Le Chamade, un voilier qui navigue pour sensibiliser à la problématique du don d'organes. Marc Decrey

Le voilier suisse Chamade est arrivé dans le port de Murmansk, dans le Grand Nord russe. C'est la première étape d'un voyage maritime de deux mois, relaté sur swissinfo.ch, qui le conduira jusqu'à St Petersbourg, en empruntant le canal du Belomorsk qui relie la Mer Blanche à la Mer Baltique.

69°52’N, 33°32’E: c’est juste un point sur une carte marine, à 20 kilomètres des côtes russes, mais c’est un passage obligatoire, le point précis où selon les gardes-côtes russes, nous devons pénétrer dans les eaux territoriales de la Fédération de Russie.

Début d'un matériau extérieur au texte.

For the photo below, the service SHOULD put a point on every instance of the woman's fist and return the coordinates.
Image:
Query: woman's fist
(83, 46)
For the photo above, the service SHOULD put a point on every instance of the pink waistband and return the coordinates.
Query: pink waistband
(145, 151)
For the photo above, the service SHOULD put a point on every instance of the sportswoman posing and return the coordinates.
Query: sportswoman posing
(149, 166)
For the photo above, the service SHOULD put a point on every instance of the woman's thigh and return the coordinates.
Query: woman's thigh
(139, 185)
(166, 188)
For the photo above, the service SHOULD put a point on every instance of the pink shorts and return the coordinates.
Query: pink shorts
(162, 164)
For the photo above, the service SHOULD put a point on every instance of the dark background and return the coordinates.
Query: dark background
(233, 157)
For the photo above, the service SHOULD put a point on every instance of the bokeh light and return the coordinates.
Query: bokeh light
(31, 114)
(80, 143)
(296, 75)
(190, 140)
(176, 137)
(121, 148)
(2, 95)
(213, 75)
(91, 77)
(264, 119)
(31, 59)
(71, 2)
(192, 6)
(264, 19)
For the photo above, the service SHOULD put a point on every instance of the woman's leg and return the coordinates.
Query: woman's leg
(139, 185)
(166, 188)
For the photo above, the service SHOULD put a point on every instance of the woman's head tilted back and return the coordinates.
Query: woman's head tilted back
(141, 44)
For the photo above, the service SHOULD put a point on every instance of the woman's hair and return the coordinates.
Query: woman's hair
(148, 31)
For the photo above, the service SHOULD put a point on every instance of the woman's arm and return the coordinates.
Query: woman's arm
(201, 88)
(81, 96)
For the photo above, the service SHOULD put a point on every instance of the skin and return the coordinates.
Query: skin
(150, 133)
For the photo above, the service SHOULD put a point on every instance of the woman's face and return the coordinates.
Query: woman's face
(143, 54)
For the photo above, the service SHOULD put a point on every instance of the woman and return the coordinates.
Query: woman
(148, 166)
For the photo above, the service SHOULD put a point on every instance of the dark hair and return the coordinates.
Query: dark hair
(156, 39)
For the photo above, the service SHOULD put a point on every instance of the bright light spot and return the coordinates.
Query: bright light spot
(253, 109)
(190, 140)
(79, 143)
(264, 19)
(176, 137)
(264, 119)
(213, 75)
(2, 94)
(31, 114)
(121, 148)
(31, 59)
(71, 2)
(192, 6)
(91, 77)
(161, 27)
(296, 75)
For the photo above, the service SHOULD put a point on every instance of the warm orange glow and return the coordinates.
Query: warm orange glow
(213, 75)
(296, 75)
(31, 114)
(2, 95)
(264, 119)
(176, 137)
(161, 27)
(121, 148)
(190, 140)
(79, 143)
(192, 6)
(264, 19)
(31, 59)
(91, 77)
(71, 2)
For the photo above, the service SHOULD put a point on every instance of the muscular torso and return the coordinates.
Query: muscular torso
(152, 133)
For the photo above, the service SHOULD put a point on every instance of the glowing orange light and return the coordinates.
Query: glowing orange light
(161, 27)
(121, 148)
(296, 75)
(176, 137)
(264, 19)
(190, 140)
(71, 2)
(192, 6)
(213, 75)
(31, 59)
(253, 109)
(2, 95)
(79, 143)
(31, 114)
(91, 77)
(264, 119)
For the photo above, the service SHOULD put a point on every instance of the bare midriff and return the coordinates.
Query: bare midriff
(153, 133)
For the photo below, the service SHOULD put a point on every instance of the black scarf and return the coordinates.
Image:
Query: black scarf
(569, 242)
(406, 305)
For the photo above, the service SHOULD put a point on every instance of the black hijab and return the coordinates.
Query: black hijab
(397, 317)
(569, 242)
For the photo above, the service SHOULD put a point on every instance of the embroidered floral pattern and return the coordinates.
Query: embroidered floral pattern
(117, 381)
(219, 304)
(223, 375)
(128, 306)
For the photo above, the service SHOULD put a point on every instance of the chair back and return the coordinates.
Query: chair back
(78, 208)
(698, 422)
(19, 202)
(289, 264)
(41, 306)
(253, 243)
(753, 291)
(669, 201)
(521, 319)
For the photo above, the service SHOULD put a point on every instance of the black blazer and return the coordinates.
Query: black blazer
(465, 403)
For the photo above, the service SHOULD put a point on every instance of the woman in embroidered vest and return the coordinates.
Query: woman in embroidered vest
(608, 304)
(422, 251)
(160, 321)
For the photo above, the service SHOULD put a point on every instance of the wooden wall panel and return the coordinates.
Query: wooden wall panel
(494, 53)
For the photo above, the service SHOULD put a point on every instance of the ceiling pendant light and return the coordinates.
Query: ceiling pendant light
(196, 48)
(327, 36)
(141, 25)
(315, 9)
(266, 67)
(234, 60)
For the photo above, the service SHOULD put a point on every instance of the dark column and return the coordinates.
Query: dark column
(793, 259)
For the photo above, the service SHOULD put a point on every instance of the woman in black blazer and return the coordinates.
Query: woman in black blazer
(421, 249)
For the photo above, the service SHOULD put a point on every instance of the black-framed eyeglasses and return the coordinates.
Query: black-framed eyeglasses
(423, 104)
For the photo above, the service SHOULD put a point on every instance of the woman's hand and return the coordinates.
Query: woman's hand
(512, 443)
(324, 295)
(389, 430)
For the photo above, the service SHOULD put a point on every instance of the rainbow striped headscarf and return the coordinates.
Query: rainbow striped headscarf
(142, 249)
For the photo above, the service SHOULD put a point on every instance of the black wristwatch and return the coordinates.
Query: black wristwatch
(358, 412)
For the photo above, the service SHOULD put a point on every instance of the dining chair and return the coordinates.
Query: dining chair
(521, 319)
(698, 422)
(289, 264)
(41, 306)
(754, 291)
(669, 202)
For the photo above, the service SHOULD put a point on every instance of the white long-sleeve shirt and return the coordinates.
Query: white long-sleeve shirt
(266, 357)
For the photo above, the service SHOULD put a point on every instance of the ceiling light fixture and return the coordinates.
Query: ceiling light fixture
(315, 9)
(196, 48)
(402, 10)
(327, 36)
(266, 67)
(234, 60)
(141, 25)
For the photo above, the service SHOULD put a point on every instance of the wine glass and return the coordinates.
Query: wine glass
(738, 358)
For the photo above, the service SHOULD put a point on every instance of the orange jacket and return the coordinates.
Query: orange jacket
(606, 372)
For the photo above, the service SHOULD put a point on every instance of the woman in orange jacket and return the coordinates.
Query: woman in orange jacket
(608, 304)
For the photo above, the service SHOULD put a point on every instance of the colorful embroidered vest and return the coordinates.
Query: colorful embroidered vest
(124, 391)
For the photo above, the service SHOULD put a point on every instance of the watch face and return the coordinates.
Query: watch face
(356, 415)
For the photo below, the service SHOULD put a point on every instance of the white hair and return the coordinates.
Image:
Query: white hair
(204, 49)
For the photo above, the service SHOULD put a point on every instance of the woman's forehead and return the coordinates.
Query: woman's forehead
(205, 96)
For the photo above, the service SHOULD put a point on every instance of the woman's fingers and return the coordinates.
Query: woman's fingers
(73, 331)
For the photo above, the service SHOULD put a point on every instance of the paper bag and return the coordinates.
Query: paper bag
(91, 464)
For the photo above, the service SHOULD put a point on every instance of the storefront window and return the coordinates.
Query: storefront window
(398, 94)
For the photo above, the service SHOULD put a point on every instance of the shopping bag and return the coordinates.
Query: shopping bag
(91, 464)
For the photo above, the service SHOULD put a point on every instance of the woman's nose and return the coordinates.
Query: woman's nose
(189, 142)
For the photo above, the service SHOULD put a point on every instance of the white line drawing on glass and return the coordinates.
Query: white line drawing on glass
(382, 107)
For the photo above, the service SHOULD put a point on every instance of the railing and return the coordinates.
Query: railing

Nous sommes en mer depuis 24 heures, depuis notre départ du port norvégien de Kirkenes, et nous entrons dans l’une des zones les plus stratégiques de la Russie, la région de Murmansk. C’est là qu’est basée la célèbre Flotte du Nord, et son armada de sous-marins nucléaires. C’est là aussi qu’était basé le fameux Koursk, de triste mémoire. Pas question donc d’y arriver comme un simple plaisancier.

Depuis des mois, nous avons dû préparer ce voyage, désigner un agent maritime et obtenir des autorisations. Nous avons dû aussi communiquer notre heure estimée d’arrivée (ETA) 24 heures, 12 heures et 2 heures à l’avance. Nous sommes décidément loin de la croisière de vacances, si ce n’était ce temps superbe et ce soleil de minuit il y a quelques heures, au large, en Mer de Barents.

4 brise-glace nucléaires, 1 porte-avion

A mesure que nous pénétrons dans le grand fjord de Kola, ce fjord de 70 kilomètres au fond duquel se cache Murmansk, la militarisation de la zone devient de plus en plus évidente. Des antennes partout, des ports militaires non inscrits sur les cartes marines, mais bien visibles au passage, et le navire des gardes-côtes qui vient faire une petite reconnaissance, avant que son équipage nous fasse des grands signes de bienvenue.

Puis au détour du fjord, le port de Murmansk apparaît. Nous passons devant quatre brise-glace nucléaires, un porte-avion, deux pétroliers, quelques grands cargos et d’innombrables navires de pêche. Par radio les autorités portuaires nous guident jusque dans la darse des remorqueurs. Nous finissons par nous amarrer au bout d’un ponton encombré de ferraille et de gravas, où nous attend la délégation de l’immigration et des douanes. Regards impassibles, uniformes impeccables et talons hauts pour les dames qui compliquent la tâche lorsqu’il faut franchir le parcours d’obstacle qui mène au bateau.

C’est qu’ici rien n’est prévu pour un voilier: ni l’amarrage, ni les formulaires officiels. La dernière visite d’un «yacht» remonte à l’an dernier, si leur mémoire est bonne! Alors on fait avec: liste d’équipage, liste de cargaison, liste d’équipement, déclaration de douane, certificats en tout genre, le tout en 5 ou 6 exemplaires. Les papiers s’amoncellent sur la table du carré et chacun s’y met pour trouver la manière adéquate.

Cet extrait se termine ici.